Last week, The Wall Street Journal published a detailed report on the current state of housing in the US, noting that existing home sales rose by just 0.6% in April, compared to the month before. This statistic seems unremarkable, yet it understates just how solid things are looking at the moment.
Looking back to last year, home sales have now increased by 9.7% to an annual rate of 4.97 million, which is the highest level seen since November 2009, according to the National Association of Realtors (NAR). But that's just one encouraging sign from last week's report, and there are plenty more to suggest that housing is making nice progress, thank you very much.
Sales are up from last year's level, despite there being a significantly lower inventory at the moment. The WSJ reports that there were 2.16 million existing homes listed for sale at the end of April, 13.6% less than April 2012. Even so, sales haven't slowed down as one might think, in part due to the record low interest rates banks are offering right now.
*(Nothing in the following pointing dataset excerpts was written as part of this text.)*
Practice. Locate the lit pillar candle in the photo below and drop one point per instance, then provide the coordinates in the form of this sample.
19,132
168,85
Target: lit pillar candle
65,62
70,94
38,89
These interest rates allows buyers to swallow the house price increases over the last year, without seeing any significant increase in mortgage repayments.
Non-distressed home sales are picking up. According to the WSJ, foreclosures and short sales accounted for 18% of all sales in April, down from 28% the year before. Some real estate watchers will be surprised, but the reduced availability of distressed homes hasn't yet led to a decline in sales, which can only mean one thing – buyers are increasingly targeting non-distressed properties.
Listings jumped last month. As all good real estate agents will know, spring marks the start of the hectic buying season, and so the 11.9% rise in the number of homes for sale probably doesn't come as a surprise. However, even after taking seasonal factors into account, inventories rose by 1.8%, according to Trulia's chief economist Jed Kolko. Altogether, inventories are up by 4.8% in 2013.
If inventories continue to rise it'll be extremely good for US housing markets. Agents have been saying for months now that sales volume has been limited due to lack of supply. Indeed, this lack of inventory is one of the biggest reasons for the 10% rise in home prices since this time last year. So long as inventories keep rising as they have been doing, we'll eventually see this price rally slow down somewhat, thus boosting sales and restoring 'balance' to the market.
Homes are being snapped up faster. In fact, they're selling like the proverbial hot cake right now, almost twice as quickly as one year ago. The average home was sold within just 46 days last month, compared to an average of 83 days on the market one year ago, according to the NAR.